En repensant à ces quarante années de travail, où diriez-vous que votre photographie vous mène aujourd’hui ?
Le problème, quand on cherche à aller vers quelque chose de nouveau, c’est que l’appareil photo reste notre guide — et il n’a pas tant changé. Même si nos outils se perfectionnent, même avec l’aide des machines ou des robots, nous produisons toujours des images fondées sur le même principe : la lumière qui traverse un objectif. Tant que ce principe reste inchangé, nos possibilités le sont aussi. D’autres formes d’art offrent plus de liberté, mais en photographie, c’est justement cette contrainte qui définit le médium.

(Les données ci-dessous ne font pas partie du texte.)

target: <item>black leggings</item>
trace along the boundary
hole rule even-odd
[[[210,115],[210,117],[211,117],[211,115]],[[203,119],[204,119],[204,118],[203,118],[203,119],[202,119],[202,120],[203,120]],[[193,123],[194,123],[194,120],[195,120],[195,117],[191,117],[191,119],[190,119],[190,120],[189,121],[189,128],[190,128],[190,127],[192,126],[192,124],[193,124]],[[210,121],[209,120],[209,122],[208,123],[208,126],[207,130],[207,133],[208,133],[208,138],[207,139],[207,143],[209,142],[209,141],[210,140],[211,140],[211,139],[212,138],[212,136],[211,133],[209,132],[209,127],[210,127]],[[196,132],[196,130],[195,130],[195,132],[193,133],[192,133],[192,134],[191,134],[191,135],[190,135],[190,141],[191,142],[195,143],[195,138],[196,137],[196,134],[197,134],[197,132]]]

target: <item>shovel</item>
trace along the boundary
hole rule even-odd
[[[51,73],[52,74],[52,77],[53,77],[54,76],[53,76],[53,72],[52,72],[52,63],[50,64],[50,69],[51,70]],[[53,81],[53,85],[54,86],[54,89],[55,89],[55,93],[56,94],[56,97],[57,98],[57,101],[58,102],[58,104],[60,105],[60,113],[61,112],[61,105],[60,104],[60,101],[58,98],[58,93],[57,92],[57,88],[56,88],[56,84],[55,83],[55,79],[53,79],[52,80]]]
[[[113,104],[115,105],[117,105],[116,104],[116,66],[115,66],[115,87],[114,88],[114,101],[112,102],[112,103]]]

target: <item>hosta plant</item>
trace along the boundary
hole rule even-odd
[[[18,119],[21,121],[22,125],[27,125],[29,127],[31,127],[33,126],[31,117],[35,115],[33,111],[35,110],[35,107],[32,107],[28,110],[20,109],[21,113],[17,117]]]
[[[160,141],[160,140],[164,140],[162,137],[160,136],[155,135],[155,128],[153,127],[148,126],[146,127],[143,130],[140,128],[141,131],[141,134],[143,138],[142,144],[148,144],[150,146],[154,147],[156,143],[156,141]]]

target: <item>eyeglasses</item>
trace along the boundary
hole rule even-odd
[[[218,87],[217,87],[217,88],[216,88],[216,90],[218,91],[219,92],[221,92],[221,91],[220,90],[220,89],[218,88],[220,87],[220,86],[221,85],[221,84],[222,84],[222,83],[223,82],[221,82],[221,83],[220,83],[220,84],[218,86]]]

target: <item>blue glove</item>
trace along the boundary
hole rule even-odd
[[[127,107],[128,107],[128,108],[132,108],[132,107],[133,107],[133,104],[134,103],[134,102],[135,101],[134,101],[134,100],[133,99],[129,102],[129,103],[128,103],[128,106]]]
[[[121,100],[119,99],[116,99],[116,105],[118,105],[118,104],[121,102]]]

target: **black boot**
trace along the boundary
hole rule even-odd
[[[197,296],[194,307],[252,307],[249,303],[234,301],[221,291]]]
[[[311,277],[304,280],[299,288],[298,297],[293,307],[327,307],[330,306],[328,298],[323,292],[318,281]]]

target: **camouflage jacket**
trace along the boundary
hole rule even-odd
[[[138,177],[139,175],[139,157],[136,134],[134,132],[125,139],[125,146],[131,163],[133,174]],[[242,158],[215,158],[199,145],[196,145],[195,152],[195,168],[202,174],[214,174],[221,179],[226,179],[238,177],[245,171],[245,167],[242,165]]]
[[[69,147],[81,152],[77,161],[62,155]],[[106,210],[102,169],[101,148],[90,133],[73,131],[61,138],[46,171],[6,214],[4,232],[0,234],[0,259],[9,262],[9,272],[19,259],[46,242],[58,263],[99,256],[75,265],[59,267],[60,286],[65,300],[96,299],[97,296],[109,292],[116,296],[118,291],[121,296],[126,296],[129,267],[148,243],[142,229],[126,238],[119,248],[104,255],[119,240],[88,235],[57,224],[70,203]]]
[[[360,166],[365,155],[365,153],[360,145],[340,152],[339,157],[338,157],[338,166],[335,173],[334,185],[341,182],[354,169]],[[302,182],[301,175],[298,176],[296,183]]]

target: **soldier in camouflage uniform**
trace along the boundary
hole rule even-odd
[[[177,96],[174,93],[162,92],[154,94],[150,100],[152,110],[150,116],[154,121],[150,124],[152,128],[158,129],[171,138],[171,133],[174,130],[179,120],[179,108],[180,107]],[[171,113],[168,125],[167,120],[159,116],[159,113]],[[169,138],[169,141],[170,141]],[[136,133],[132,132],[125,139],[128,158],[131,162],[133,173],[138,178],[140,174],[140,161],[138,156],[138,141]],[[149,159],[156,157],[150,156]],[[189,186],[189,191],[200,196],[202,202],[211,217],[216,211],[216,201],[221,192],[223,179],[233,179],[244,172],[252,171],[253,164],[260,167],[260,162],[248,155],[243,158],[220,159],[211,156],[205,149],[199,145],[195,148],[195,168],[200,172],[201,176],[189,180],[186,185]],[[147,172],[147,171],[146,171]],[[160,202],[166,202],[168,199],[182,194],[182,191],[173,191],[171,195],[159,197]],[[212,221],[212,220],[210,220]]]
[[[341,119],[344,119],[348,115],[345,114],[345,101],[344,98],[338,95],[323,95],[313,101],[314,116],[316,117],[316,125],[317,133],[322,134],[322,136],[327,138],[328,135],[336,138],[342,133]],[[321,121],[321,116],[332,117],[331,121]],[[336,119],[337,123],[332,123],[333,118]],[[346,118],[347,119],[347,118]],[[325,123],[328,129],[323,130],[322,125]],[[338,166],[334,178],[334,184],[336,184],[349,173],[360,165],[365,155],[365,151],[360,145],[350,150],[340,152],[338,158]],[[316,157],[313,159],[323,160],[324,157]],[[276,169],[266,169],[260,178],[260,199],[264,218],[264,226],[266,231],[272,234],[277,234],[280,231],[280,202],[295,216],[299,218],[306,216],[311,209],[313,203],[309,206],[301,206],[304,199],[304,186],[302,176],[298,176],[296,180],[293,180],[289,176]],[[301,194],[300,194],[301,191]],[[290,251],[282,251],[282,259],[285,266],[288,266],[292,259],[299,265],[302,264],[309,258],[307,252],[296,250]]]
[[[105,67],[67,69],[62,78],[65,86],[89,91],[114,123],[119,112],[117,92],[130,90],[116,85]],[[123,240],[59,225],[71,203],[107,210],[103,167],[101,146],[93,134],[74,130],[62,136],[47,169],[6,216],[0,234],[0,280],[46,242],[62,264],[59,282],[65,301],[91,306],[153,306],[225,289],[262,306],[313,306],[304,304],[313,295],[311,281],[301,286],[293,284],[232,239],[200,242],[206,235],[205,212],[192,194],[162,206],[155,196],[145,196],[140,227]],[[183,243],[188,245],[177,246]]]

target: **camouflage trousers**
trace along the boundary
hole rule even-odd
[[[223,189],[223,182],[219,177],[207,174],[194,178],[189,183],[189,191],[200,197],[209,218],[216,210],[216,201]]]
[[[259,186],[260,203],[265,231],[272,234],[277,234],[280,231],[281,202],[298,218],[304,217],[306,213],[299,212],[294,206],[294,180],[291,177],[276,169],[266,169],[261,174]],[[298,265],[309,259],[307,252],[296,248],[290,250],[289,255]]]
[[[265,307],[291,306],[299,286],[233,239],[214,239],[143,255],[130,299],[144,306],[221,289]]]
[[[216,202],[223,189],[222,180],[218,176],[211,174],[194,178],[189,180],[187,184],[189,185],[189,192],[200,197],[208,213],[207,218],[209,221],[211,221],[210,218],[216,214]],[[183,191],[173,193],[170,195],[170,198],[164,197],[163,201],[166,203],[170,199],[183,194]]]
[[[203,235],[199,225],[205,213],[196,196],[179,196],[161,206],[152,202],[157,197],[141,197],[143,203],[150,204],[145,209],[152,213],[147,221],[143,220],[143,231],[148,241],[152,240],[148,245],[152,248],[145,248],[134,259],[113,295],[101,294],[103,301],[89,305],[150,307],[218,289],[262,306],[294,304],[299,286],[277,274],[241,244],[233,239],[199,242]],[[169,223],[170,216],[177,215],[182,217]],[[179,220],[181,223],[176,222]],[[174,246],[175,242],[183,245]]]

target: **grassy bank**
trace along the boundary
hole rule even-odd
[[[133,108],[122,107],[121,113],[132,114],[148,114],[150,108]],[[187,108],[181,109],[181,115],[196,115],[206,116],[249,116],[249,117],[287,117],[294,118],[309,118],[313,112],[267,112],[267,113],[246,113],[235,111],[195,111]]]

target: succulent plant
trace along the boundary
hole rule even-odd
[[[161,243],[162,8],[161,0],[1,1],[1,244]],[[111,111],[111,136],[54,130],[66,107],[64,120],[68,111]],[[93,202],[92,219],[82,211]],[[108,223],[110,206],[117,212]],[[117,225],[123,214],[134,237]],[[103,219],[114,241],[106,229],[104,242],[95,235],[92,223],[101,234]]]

Nous sommes toujours liés à l’objectif, donc mon travail ne peut pas beaucoup changer. Aucun photographe ne le peut, à moins de faire un grand tournant stylistique. J’ai moi-même effectué de tels changements, mais je ne ressens pas le besoin de m’éloigner de ce que je fais. Je me sens dans la photographie, pas à l’extérieur. Du reste, s’il est une contrainte l’objectif est aussi ce qui rend la photographie si vivante : l’objectif est très proche de notre manière de voir. Il ne voit pas exactement comme nous, mais suffisamment pour créer cette intensité si particulière. Et c’est ce lien avec notre regard qui donne à l’image sa vitalité. C’est un horizon limité, oui, mais toujours ouvert.